Dieses Album spricht mich optisch so unglaublich an. Dieses Album klingt so unglaublich gut. Dieses Album fängt so unglaublich stark an. Warum ist Commencement am Stück dann trotzdem so unglaublich langweilig?

Ich kann es mir kaum erklären. Die ersten beiden Songs Key to Gramercy Park und Winners sind krasse Hits. Absolut catchy und schwer aus dem Kopf zu bekommen. Brand New Love  und Mansion Love sind dann zumindest noch nett. Doch danach?

Nunja, es ist nicht unbedingt so, dass der Rest der Platte dann zwingend mies ist, aber das er nicht zwingend gut steht für mich ausser Frage. Zu langatmig und damit auch langweilig gestalten sich die noch verbleibenden 50(!) Minuten.

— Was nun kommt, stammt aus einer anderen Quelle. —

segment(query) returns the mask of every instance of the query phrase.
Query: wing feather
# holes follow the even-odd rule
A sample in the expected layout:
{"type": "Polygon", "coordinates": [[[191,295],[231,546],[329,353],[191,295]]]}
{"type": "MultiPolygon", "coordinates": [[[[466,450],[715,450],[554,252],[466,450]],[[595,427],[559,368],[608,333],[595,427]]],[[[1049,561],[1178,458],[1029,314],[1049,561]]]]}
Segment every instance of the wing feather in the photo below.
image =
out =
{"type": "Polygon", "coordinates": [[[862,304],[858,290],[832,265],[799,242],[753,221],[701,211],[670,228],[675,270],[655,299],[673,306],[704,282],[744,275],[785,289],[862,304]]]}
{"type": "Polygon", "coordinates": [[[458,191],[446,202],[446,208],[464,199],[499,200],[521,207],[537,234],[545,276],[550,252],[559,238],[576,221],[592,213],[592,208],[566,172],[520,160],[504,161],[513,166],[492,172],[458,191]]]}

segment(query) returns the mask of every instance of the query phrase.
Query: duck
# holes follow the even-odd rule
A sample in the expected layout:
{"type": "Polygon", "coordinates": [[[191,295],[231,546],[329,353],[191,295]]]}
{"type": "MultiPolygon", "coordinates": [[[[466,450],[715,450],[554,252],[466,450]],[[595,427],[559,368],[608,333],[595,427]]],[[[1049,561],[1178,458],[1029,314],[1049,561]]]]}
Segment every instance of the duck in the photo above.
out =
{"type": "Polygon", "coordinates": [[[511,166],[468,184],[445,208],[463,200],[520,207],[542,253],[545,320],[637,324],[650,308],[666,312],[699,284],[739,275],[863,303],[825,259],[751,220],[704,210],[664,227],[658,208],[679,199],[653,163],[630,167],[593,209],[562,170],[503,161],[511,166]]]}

Die Geschwindigkeit des ersten Tracks wird mit keinem der Stücke mehr erreicht und man schnarcht bei einem Tempo vor sich hin, das sogar weit unter Mid liegt.

Da nützt es leider auch nichts, dass als Gastmusiker mit Jay Gordon, Troy Van Leuween oder Jonathan Davis einige von mir geschätzte Persönlichkeiten am Start sind. Im Gegenteil: Geradezu nervige Stücke wie She likes Big Words oder Cruella sind zum Teil durch genannte Prominenz mitverschuldet worden. Die obligatorische 80er Jahre Coverversion im modernen Milleniumsgewand darf dann natürlich auch nicht fehlen. Allerdings geht mir Tom Sawyer schon im Original von Rush auf den Senkel und weder Deadsy noch Mindless Self Indulgence vermochten es meine Meinung daran zu ändern.

Musikalisch tropft das ganze Commencement – Klangbild nur so vor daumendicken Synthies,futuristischen Z-tars, knarzenden Bässen und hat einen unüberhörbaren 80s-touch. Klanglich in eine fette Josh Abraham/Jay Baumgardner-Produktion eingebettet, kann mich der Sound voll und ganz überzeugen. Wären doch nur die Songs besser….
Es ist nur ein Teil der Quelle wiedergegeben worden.